Inflow Performance Relationships. Obtained stabilized flow rate and bottomhole pressure data under various drives make it possible to plot Inflow Performance Relationship (Curve). For this purpose, in (fig. 1.1.2), flow rates are plotted in rectangular coordinates on horizontal axis, and underbalance or relevant bottomhole pressure is plotted on vertical axis (at р = 0 рbh = рf).

Under the Linear Filtration Law for homogeneous fluid in porous reservoir, when fluid properties and reservoir properties does not depend on pressure, the curve plotted in the flow rate-underbalance coordinates is a straight line (curve 1). Inclination of the line relative to the flow rate axis characterizes productivity factor (in this case, it is the identical for various well operation conditions).

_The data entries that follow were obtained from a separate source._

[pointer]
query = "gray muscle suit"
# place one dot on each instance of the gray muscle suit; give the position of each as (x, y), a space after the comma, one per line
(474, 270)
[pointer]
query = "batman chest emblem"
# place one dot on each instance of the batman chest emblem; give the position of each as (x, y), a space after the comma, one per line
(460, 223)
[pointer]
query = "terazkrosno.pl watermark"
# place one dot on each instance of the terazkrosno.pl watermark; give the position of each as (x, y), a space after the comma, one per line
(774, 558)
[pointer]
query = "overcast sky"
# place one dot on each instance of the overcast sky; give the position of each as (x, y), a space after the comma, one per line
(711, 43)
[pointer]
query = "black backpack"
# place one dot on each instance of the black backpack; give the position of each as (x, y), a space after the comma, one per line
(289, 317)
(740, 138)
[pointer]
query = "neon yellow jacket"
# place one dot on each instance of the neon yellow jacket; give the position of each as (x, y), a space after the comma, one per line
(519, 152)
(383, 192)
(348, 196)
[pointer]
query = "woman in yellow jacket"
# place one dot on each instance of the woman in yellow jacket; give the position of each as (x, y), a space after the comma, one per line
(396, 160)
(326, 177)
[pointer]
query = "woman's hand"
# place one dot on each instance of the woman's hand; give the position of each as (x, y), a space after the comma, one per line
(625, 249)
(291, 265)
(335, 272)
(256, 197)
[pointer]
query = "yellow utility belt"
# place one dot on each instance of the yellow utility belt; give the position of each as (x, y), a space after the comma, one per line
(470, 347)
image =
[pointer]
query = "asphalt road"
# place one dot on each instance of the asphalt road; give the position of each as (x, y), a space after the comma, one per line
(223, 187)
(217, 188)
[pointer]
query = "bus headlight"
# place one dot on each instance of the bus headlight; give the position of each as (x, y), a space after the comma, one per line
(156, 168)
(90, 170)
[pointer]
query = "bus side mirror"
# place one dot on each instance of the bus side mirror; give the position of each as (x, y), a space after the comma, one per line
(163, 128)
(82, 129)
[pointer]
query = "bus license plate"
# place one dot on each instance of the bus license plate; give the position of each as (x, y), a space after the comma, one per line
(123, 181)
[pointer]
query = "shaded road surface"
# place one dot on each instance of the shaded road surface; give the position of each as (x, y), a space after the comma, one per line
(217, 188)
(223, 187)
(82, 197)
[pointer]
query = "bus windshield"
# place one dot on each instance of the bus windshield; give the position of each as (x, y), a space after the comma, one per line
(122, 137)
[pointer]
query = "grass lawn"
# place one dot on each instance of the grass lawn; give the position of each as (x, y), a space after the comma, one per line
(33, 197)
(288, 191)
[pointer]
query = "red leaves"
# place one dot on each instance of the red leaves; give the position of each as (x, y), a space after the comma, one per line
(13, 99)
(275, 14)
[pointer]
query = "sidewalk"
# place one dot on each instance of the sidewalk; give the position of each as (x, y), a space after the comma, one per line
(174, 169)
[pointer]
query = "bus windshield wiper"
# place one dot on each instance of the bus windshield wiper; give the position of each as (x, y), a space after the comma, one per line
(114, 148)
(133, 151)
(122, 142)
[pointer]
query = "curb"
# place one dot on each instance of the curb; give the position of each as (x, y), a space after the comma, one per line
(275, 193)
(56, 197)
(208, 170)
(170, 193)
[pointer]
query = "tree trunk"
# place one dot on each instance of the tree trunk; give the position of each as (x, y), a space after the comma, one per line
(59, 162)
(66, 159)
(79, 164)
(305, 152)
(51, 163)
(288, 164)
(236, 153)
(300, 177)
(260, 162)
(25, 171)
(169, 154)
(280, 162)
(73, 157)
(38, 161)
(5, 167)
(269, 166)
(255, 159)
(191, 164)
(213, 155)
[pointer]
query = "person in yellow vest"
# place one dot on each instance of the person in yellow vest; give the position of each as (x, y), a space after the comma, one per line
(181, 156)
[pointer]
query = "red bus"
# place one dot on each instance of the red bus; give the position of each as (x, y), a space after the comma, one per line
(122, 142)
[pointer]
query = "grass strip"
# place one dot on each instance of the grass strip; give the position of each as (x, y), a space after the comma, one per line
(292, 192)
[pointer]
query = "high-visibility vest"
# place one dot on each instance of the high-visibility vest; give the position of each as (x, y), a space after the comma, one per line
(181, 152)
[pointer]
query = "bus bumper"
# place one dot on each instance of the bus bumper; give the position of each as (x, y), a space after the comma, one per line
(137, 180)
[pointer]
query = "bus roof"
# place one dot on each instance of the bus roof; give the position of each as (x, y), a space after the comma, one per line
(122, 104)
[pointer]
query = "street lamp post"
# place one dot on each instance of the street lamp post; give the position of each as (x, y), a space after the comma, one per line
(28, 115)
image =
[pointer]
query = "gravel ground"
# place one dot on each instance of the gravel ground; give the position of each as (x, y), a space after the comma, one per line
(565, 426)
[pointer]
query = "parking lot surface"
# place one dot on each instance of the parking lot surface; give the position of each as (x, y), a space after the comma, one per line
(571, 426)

Productivity factor is used for determining reservoir characteristics and effectiveness of applied geological-engineering works (bottomhole zone treatment).

However, in practice, inflow performance relationship curves are not always straight lines. All inflow performance relationship curves can be subdivided by form into four types: straight lines convex to the flow rate axis, straight lines convex to the bottomhole pressure axis, and S-shaped lines (under low drive the inflow performance relationship curve is convex to the flow rate axis, and convex to the bottomhole pressure axis under high drive).